Parallel computation is everywhere, from small portable devices to laptops, desktops, and data centers. This wealth of available parallelism challenges computer scientists and developers alike to rethink algorithms and rewrite old sequential source codes. However, we still have a long way to go. This paper offers a deep analysis on a different way to address the challenge. The authors investigate the performance limits of dynamic binary parallelization (DBP), a technique for transparently parallelizing single-thread binary executables.
The success of instruction-level parallelism on single-core architectures with multiple arithmetic logic units (ALUs) motivates a higher level of automatic parallelization on multi-core architectures (the DBP). In the paper, the authors first analyze this new proposed architecture by explaining how sections of binary code are identified for parallel execution, and then present their experiments and extensive results.
The key idea of DBP is to reduce the number of critical path instructions by overlapping execution segments of the instruction stream. The overlapping is done by speculative cores launched by a master core responsible for the correct execution of the original binary. However, this strategy may result in performance reduction if many speculative threads are invalidated, mainly due to data dependency between threads.

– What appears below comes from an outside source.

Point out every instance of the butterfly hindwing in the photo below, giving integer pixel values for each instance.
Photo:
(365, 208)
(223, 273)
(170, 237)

The experiments address various applications of a benchmark suite. The results, from an eight-core reduced instruction set computing (RISC) processor over a single-core execution, show an interesting 54 percent reduction in the number of instructions on critical paths. This is associated with a mismatched average speedup of 1.43 times. This is still far from the ideal performance gain, which suggests that the main bottleneck is bandwidth rather than instruction processing.